# Memory
How do we remember the previous conversation and feed that into the model so that they can have the conversational flow. LangChain offers multiple sophisticated options of managing these memories.

In [1]:
import os

from dotenv import load_dotenv, find_dotenv
_ = load_dotenv(find_dotenv()) # read local .env file

import warnings
warnings.filterwarnings('ignore')

In [2]:
# account for deprecation of LLM model
import datetime
# Get the current date
current_date = datetime.datetime.now().date()

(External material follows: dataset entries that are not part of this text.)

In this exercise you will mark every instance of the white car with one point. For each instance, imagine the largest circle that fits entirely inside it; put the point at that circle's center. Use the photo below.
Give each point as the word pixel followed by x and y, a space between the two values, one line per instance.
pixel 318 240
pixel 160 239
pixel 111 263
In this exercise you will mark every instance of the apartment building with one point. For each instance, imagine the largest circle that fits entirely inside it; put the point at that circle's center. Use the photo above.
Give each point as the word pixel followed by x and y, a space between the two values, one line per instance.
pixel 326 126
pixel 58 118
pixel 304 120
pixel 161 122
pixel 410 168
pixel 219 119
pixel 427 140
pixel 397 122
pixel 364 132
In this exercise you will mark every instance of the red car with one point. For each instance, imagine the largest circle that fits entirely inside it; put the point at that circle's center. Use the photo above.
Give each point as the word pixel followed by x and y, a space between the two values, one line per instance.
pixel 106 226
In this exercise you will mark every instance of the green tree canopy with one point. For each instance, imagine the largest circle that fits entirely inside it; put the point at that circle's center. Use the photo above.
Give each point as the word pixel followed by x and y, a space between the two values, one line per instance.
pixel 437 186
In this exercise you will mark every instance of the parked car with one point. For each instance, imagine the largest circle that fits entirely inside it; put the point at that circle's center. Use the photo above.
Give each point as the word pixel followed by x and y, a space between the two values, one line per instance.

# Define the date after which the model should be set to "gpt-3.5-turbo"
target_date = datetime.date(2024, 6, 12)

# Set the model variable based on the current date
if current_date > target_date:
    llm_model = "gpt-3.5-turbo"
else:
    llm_model = "gpt-3.5-turbo-0301"

In [3]:
from langchain.chat_models import ChatOpenAI
from langchain.chains import ConversationChain
from langchain.memory import ConversationBufferMemory

In [4]:
llm = ChatOpenAI(temperature=0.0, model=llm_model)
memory = ConversationBufferMemory()
conversation = ConversationChain(llm=llm, memory = memory, verbose=True)

#### Let's try to build a conversational chain, the green text is the prompt generated by LangChain

In [5]:
conversation.predict(input="Hi, my name is Ebad")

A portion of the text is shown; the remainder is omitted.